“So how’s the fire department?”
“Busy as a hound during flea season. On top of spring break, I’m going for a promotion. Assistant fire chief. The current guy’s retiring.”
“Will you be able to stay away from the manual stuff as assistant chief?” Jorge asked. “Keep your hands clean?”
Joe shook his head and grinned. His stepfather would never understand. He’d stopped trying to explain it after the first dozen or so attempts. “That’s the downside. Not being able to fight fires myself.”
All three men stared at him as if he’d admitted to romancing livestock.
“You all should shed your suits and ties and try it sometime,” he said, gauging the progress of the team in front of them as they finished up the hole.
“I’ll leave the hero-ing up to you,” Ryan said. “Charred isn’t really my color.”
“I don’t know,” Troy said. “Your heart’s pretty black, bro.”
“Joe,” his stepfather interjected. “You got anything planned in early April?”
“The usual,” Joe said. “What’s up?”
“The guys and I thought we’d see if you wanted to go with us to spring training.”
“Astros?”
“Of course,” Troy said, as if Joe was the densest man on earth.
Joe had been a Rangers fan since he was old enough to beat a plastic bat on the living room floor. Never an Astros fan. He hadn’t been invited to the annual pilgrimage with the Vargas men before. Which meant one thing. “My mother put you up to asking?”
“We wouldn’t listen to her if she did,” Troy said.
The senior Vargas glared at his older son.
“Okay, maybe we would, but this wasn’t her idea.” Troy backpedaled.
“Why don’t you guys watch some real baseball?” Joe asked.
“We invited you on our trip, man,” Ryan said. “No need to go injuring our team.”

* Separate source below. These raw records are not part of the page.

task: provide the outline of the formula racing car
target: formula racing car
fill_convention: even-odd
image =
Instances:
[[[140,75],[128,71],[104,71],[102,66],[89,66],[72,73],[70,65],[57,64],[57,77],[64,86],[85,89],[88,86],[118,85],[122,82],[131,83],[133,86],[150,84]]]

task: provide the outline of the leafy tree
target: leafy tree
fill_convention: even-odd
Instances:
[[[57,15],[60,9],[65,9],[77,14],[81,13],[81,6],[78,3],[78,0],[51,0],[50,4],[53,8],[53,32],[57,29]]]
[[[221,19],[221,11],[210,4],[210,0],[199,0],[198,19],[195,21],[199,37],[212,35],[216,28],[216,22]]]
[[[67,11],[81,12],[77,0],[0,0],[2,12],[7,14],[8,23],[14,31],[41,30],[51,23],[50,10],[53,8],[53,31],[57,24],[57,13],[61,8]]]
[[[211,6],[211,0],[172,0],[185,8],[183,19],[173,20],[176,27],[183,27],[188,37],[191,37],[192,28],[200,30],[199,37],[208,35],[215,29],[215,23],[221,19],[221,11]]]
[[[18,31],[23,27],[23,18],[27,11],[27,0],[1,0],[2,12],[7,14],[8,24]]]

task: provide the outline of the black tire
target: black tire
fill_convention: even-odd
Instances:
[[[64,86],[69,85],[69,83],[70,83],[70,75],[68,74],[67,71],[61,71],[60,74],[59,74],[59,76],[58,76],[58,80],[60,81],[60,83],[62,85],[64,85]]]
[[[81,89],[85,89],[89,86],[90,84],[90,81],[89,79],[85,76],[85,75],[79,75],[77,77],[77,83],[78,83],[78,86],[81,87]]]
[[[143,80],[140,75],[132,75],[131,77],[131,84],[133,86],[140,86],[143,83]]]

Joe asked several questions about the trip and racked his brain for any plans he might have made. Several guys at the station would be off that week—a regular occurrence after the intensity of spring break on the island. It’d be a hassle to get away then. However, though the Astros didn’t do it for him, taking a trip with Jorge and his sons would go a long way in calming his mother’s worries, convincing her they’d do just fine as a family even without her. That was a gift to her he couldn’t deny just because these guys were a bunch of stuffed shirts who liked the wrong team.
“Let me check my calendar and see what I can do.”
CHAPTER SIX
F AITH’S EYES WERE GLAZING over as she stared at the study manual for the hazardous materials test. She hadn’t procrastinated. Not entirely, anyway. She’d studied last weekend for quite a while. But now it was the eleventh hour and she was close to panicking.
She got up from the station’s kitchen table and stretched her arms over her head in an attempt to get her blood flowing. She went to the counter behind her and poured herself another cup of coffee, emptying the pot. The clock on the microwave oven said 3:14 a.m. She was the only one stirring in the place, and the silence was starting to ring in her ears.
“What are you doing up?”
Joe’s voice in the doorway behind her made her drop her mug, which shattered on the tile floor. Thankfully, the coffee that splashed on her was only lukewarm.
“You need to wear a bell around your neck,” she said, bending to pick up the large chunks of broken pottery and trying to ignore the racing of her heart. It wasn’t caused just by having the life startled out of her. Unfortunately. It had everything to do with the man who’d surprised her. She hadn’t felt this kind of nervous excitement since her crush on Dylan Morrison her first year at community college.
She glanced at Joe in time to see him smile. It must be late, because she couldn’t resist admiring how good-looking he was. Her tired mind was filled with the uninvited fantasy of him walking up to her and kissing her till her brain melted and her hands shook.